Aranızda, okula giderken sabahları uyanıp yataktan çıkmayı geciktirmek için yukarıdaki cümleyi söylememiş olanınız var mı?

Ben öğrenci iken üst kat komşumuzun bebeği olmuştu ve odası da benim odamın üstündeki odaydı. Rahmetli annem beni uyandırmak için her sabah ismimi kaç kez söylemek, bağırmak, haykırmak zorunda kaldıysa; inanın şaka değil, çocuk konuşmaya başladığında söylediği ilk kelime “anne” ya da “baba” değil “Coşkun” oldu.

Kızım okula başladığında öğlenci olduğu için böyle bir sorun yaşamadık ancak ağabeyi yani oğlumun okulu tam gündü. Peki ben ne mi yaptım? Ne onu ne de kendimi kandırdım. Sabahları uyanması gereken saatten yarım saat önce uyandırırdım. Bana “anne” diyemeyeceği için “baba, 5 dakika daha” derdi. Ben de ona “sana 5 dakika değil, yarım saat veriyorum” derdim. Çok işe yaradı.

Anne, 5 dakika daha. 20 yılı aşkın bir süredir iktidarda olan bir partinin, seçim kampanyasında “her şeyi ben düzeltirim” demesi kadar enteresan olan bir diğer söylem de işte bu; anne, 5 dakika daha.

Parmak boyası gelmeden seçime razı olmayın dedik. Öyle ya; İstanbul seçimlerinde CHP oy çalmıştı, bu tekrarlanmamalıydı. İşin ilginç yanı; bu kez parmak boyasını isteyen muhalefetti ancak iktidar gerek duymadı. Muhalefet de konunun üstünde durmadı.

İmamoğlu için siyaset yasağı konuşulmaya başlandığında, adaylığını ilan edin dedik. İptal edilen ilk seçimin ardından 800 bin ilave fark atarak yeniden kazanan sağlam bir figür için yasak getirilebilir miydi ya da getirildiğinde, halkın buna sandıkta tepkisi ne olurdu?

Bu ve benzeri gerçeklere rağmen aday açıklandı, seçim yapıldı, kazanan kazandı ama kaybeden yok gibi hayat devam ediyor. İnanılması güç vaatlere meyleden seçmen, örneğin Akşehir’de “artık il olacaksınız” açıklamasına rağmen oyunu diğer adaydan yana kullandı. Farklı kazanma iddiasının yerini hangi söylem aldı; “Anne, 5 dakika daha.”

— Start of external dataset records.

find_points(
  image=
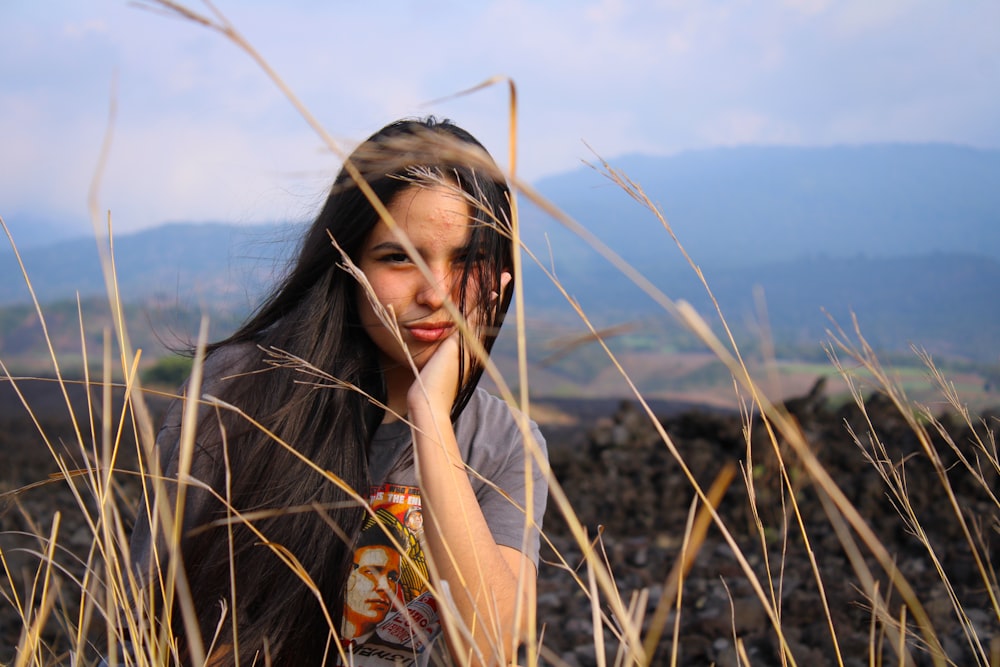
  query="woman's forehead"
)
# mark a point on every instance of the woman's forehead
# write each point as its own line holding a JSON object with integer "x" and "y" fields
{"x": 427, "y": 214}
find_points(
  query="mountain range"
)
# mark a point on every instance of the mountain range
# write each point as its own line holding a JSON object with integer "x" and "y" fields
{"x": 905, "y": 237}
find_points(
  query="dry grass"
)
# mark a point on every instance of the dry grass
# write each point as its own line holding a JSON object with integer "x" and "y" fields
{"x": 72, "y": 610}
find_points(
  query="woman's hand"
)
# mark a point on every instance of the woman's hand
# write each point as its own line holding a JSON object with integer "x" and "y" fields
{"x": 438, "y": 381}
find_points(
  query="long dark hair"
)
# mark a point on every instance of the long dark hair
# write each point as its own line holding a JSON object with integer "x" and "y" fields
{"x": 312, "y": 315}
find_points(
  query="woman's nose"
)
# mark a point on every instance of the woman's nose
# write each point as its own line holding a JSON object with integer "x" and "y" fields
{"x": 433, "y": 293}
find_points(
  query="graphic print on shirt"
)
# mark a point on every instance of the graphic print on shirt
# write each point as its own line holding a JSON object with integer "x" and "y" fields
{"x": 389, "y": 615}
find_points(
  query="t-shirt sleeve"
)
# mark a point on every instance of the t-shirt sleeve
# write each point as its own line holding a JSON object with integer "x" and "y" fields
{"x": 512, "y": 502}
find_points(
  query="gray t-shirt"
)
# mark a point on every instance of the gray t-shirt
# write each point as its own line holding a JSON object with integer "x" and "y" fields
{"x": 492, "y": 446}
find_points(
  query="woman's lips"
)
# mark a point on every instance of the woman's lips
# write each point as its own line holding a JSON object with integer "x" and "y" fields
{"x": 431, "y": 332}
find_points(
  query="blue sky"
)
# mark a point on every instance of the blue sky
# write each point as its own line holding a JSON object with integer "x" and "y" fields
{"x": 201, "y": 134}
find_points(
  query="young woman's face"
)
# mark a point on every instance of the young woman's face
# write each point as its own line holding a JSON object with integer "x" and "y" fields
{"x": 436, "y": 220}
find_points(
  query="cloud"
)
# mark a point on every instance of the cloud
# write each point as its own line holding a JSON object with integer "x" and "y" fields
{"x": 203, "y": 133}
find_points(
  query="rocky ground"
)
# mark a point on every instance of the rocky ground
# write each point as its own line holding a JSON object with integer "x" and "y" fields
{"x": 629, "y": 490}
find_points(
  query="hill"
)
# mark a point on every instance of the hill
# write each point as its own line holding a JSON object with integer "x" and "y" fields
{"x": 904, "y": 237}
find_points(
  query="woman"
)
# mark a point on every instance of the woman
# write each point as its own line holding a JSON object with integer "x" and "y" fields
{"x": 361, "y": 361}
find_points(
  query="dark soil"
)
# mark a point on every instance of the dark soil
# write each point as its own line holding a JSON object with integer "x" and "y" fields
{"x": 630, "y": 492}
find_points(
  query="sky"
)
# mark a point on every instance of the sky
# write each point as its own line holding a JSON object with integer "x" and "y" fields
{"x": 201, "y": 133}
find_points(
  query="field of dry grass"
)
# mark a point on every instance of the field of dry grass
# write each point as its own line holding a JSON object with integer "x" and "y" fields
{"x": 66, "y": 583}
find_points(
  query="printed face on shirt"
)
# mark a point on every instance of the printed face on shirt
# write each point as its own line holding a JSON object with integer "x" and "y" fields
{"x": 371, "y": 587}
{"x": 436, "y": 220}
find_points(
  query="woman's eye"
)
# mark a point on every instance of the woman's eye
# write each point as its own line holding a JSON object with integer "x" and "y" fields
{"x": 396, "y": 258}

Evladını uyandırmaya çalışan anne babalar; sabahları “peki” demek zorunda kaldığınız 5 dakikaları öylesine kanıksıyorsunuz ki aslında belki de günde 24 saat uyutuluyorsunuz. Kim tarafından, diye sormayın. Pışpışlayanın haddi hesabı yok.

Örneğin sigorta sektörüne bakın; sigorta acenteleri sigortacılık dışında ikinci bir iş yapamazlar. Yapsalar, bunun bir vatandaşa ya da başka bir sektöre zararı olur mu? Sanmıyorum ama her meslek gurubunun sahip olması gereken standartlardan birisi, belki de en önde geleni budur çünkü yapmaya karar verdiğiniz işe odaklanmış olmanız istenir. Sigorta şirketlerinin risk satın almalarına aracılık eden acentelerin bile ikinci bir iş yapmaları yasaktır. Bir de medyaya bakın. Kamuoyu oluşturmak ve halkı yönlendirmek açısından en büyük güç olabilen medyaya. Sonra bir de oylarımızla seçilen siyasetçilerin Meclis çatısı altında ne yaptıklarını ya da yapmadıklarını araştırın.

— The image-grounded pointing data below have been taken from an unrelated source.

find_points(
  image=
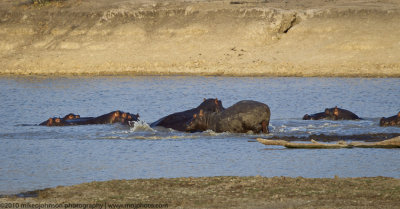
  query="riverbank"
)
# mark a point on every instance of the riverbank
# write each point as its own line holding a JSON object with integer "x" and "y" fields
{"x": 228, "y": 192}
{"x": 225, "y": 38}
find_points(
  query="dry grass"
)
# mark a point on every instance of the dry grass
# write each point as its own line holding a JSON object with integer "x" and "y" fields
{"x": 232, "y": 192}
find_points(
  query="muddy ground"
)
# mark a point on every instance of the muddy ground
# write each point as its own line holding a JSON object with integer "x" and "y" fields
{"x": 350, "y": 38}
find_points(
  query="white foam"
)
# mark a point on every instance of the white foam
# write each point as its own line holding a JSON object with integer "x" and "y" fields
{"x": 137, "y": 126}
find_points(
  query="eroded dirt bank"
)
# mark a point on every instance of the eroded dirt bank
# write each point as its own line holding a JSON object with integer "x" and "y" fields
{"x": 228, "y": 192}
{"x": 240, "y": 38}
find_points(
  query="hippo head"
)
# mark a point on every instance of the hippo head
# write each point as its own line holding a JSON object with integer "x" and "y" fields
{"x": 336, "y": 111}
{"x": 126, "y": 117}
{"x": 383, "y": 122}
{"x": 50, "y": 122}
{"x": 198, "y": 123}
{"x": 211, "y": 105}
{"x": 71, "y": 116}
{"x": 306, "y": 117}
{"x": 328, "y": 111}
{"x": 115, "y": 116}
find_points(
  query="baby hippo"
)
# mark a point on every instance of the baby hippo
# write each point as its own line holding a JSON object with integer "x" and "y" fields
{"x": 390, "y": 121}
{"x": 332, "y": 114}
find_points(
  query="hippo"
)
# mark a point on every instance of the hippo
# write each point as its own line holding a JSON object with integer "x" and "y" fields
{"x": 317, "y": 116}
{"x": 179, "y": 120}
{"x": 112, "y": 117}
{"x": 390, "y": 121}
{"x": 332, "y": 114}
{"x": 241, "y": 117}
{"x": 57, "y": 121}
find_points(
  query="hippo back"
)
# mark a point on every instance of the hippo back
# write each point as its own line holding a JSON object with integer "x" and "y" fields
{"x": 244, "y": 116}
{"x": 179, "y": 120}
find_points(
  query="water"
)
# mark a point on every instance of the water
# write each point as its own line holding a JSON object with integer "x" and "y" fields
{"x": 34, "y": 157}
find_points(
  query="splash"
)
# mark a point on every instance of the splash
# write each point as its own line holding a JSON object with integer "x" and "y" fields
{"x": 140, "y": 126}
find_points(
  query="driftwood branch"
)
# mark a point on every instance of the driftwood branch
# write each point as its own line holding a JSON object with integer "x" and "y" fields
{"x": 390, "y": 143}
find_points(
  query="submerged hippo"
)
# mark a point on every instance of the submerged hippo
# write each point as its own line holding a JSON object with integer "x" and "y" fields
{"x": 57, "y": 121}
{"x": 241, "y": 117}
{"x": 179, "y": 120}
{"x": 112, "y": 117}
{"x": 332, "y": 114}
{"x": 390, "y": 121}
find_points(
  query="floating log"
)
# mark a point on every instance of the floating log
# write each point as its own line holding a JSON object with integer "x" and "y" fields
{"x": 390, "y": 143}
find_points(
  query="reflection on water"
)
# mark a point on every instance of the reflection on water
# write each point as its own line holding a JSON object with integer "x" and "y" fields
{"x": 35, "y": 157}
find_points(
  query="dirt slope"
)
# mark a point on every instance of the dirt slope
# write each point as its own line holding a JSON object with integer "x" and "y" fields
{"x": 352, "y": 38}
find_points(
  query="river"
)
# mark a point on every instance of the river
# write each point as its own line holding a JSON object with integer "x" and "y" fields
{"x": 35, "y": 157}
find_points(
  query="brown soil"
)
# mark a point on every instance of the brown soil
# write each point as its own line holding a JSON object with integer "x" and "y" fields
{"x": 230, "y": 192}
{"x": 353, "y": 38}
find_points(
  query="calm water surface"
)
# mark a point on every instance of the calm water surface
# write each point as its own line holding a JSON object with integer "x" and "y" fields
{"x": 35, "y": 157}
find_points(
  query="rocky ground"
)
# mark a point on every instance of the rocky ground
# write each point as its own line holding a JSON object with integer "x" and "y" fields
{"x": 226, "y": 192}
{"x": 352, "y": 38}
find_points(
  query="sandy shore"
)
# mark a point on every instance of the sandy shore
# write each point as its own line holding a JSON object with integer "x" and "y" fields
{"x": 348, "y": 38}
{"x": 228, "y": 192}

Lütfen artık “5 dakika daha” demeyin. Ekrem İmamoğlu’nun Genel Başkan olması durumunda; siyaset yasağı gelmez ise sorun yok, gelir ise bence yine sorun yok. Ülkenin kurucu partisi kendisine yeni bir genel başkan daha seçer ve CHP yerel seçimlere, halkın gerçek mağduriyeti gördüğü bir ortamda girer. Demirel’in solucan hikayesi örneğinde olduğu gibi hep aynı şeyi anlatmanın ve yaşamanın anlamı yok.